When I tried with the imported FP8 weights it went down to something low, like 11 t/s
We recommend copying the BF16 MTP layer and modifying config.json to mark these layers as 16-bit as a temporary workaround.
1 is that flow currently supported?
This is a known issue that we are tracking https://github.com/intel/auto-round/issues/1477. Since we rely on transformers for tuning, the MTP layer is discarded during model loading. In addition, AutoRound does not support FP8 layers yet, but it does support BF16 layers. We plan to fix it in the next release.
Backend is vLLM, built from main (tracking v0.16.x), serving with gptq_marlin quantization. Hardware is an NVIDIA DGX Spark (as above, GB10 Grace Blackwell, sm_121, 128 GB unified memory)
Main serving flags: --load-format fastsafetensors, --enable-chunked-prefill, --enable-prefix-caching, --dtype bfloat16, compilation mode 0 with FULL_DECODE_ONLY cudagraphs.
On the MTP side, I did try the BF16 graft approach that @wenhuach mentioned. Pulled 785 MTP keys from the base Qwen/Qwen3.5-35B-A3B checkpoint, wrote them into a local overlay directory, updated config.json to mark those layers as 16-bit. It loads and serves fine, but throughput tanked. It went from ~66 t/s down to ~11 t/s at single-request concurrency. Looks like a compute-path mismatch where the main model runs through Marlin int4 kernels while the BF16 draft heads take an unquantized path. Acceptance rate was still around ~85%, but throughput was lower and the compute path is more complex, so I'm thinking this level of MTP just adds overhead without any speculative benefit.
It functions mechanically, just not useful on this hardware + quant combination yet. My general sophomore take leads me to believe that MTP won't provide meaningful acceleration without the same quant benefits from the INT4 Autoround shape.
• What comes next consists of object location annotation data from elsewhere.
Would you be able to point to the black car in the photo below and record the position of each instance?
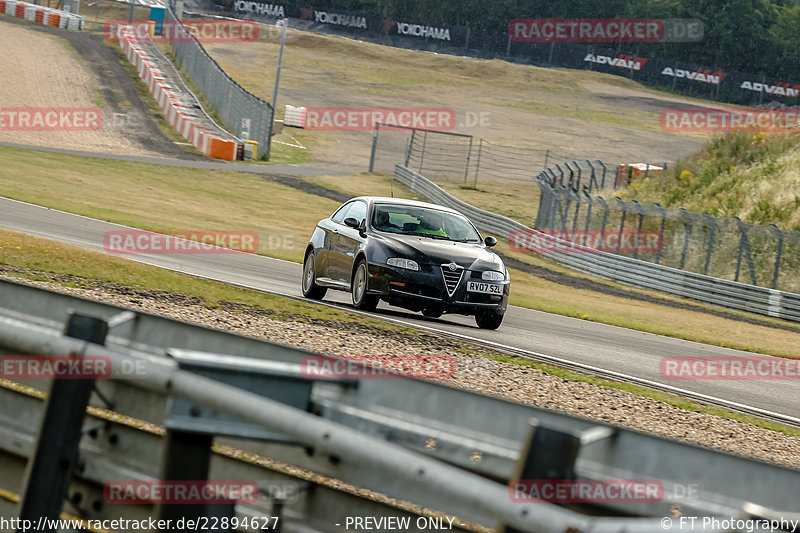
(419, 256)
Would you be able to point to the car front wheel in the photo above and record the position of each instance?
(362, 300)
(310, 287)
(488, 319)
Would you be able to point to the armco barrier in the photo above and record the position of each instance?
(179, 110)
(707, 289)
(42, 15)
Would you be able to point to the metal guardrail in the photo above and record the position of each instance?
(626, 270)
(421, 442)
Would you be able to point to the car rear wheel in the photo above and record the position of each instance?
(310, 287)
(488, 319)
(359, 286)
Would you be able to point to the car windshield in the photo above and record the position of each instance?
(425, 222)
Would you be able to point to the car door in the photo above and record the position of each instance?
(331, 228)
(345, 244)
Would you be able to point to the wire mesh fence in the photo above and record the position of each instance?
(245, 115)
(725, 248)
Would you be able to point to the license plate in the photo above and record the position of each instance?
(485, 288)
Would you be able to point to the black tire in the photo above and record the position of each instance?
(488, 319)
(359, 286)
(309, 280)
(433, 312)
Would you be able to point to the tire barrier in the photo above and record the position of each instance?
(179, 109)
(42, 15)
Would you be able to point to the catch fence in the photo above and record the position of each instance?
(242, 113)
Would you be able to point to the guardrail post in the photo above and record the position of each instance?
(422, 152)
(777, 255)
(588, 210)
(713, 227)
(50, 467)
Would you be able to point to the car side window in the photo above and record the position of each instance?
(338, 216)
(358, 211)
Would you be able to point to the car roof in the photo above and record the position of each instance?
(404, 201)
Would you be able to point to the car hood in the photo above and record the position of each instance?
(425, 250)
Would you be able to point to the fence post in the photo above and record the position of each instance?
(422, 152)
(588, 211)
(374, 146)
(605, 219)
(55, 452)
(778, 255)
(603, 166)
(624, 210)
(593, 179)
(478, 162)
(744, 245)
(466, 167)
(713, 226)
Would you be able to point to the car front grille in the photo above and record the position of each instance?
(451, 278)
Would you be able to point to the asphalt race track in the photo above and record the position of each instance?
(611, 348)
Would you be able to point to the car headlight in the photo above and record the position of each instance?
(493, 275)
(399, 262)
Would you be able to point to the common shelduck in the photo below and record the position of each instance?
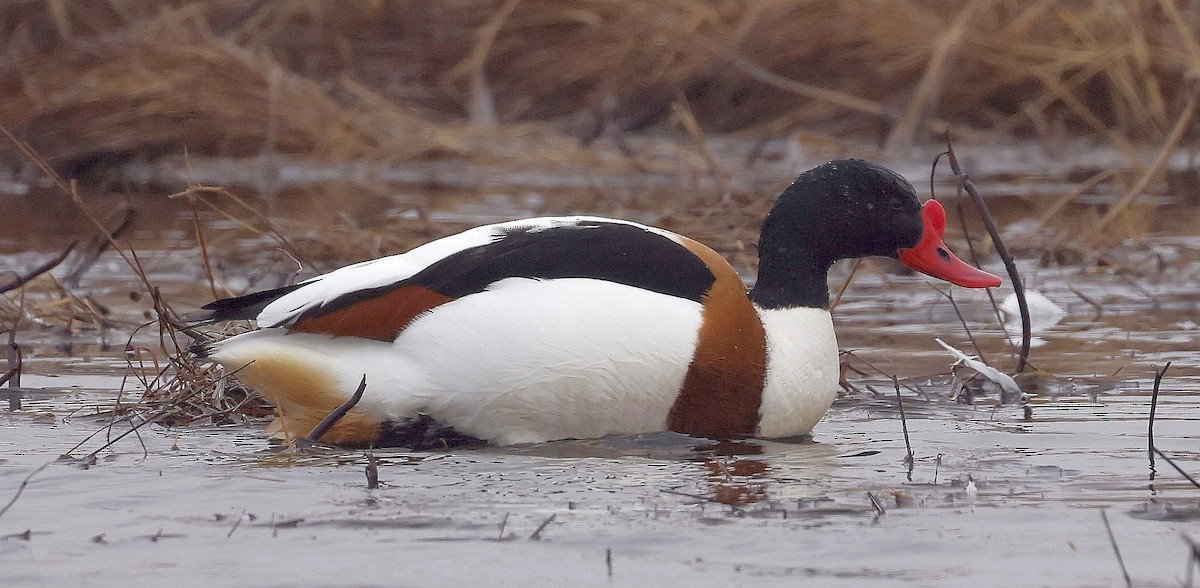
(581, 327)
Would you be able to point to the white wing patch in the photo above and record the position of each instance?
(388, 270)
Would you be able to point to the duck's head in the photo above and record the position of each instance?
(844, 209)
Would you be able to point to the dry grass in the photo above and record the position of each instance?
(402, 81)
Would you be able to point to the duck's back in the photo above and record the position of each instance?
(522, 331)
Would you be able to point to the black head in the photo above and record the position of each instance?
(850, 208)
(846, 208)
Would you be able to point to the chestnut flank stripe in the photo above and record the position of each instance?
(723, 390)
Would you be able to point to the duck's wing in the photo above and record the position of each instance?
(378, 299)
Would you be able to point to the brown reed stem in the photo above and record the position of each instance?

@wenhuach I am trying to re-implement and use this model with gptq-marlin but I am facing this issue:
<class 'auto_round_extension.cuda.gptqmodel_marlin.get_marlin_layer..MarlinQuantLinear'>: out_features: 32 must be divisible by [64].
the out_features og the in_proj_b/a layers is 32 and in autoround there is restriction to have this divisble by 64.
how can we still use marlin (since the vLLM code works) with autoround's code ?
EDIT: actually I realized that vLLM has the same constraint so there must be some fall back to another kernel.
@wenhuach I am trying to re-implement and use this model with gptq-marlin but I am facing this issue:
<class 'auto_round_extension.cuda.gptqmodel_marlin.get_marlin_layer..MarlinQuantLinear'>:out_features: 32 must be divisible by [64].
the out_features og the in_proj_b/a layers is 32 and in autoround there is restriction to have this divisble by 64.
how can we still use marlin (since the vLLM code works) with autoround's code ?
Could you share your model ? AutoRound could automatically switch different backends on Transformers for each layer if the current backend does not support the layer. This may be a bug.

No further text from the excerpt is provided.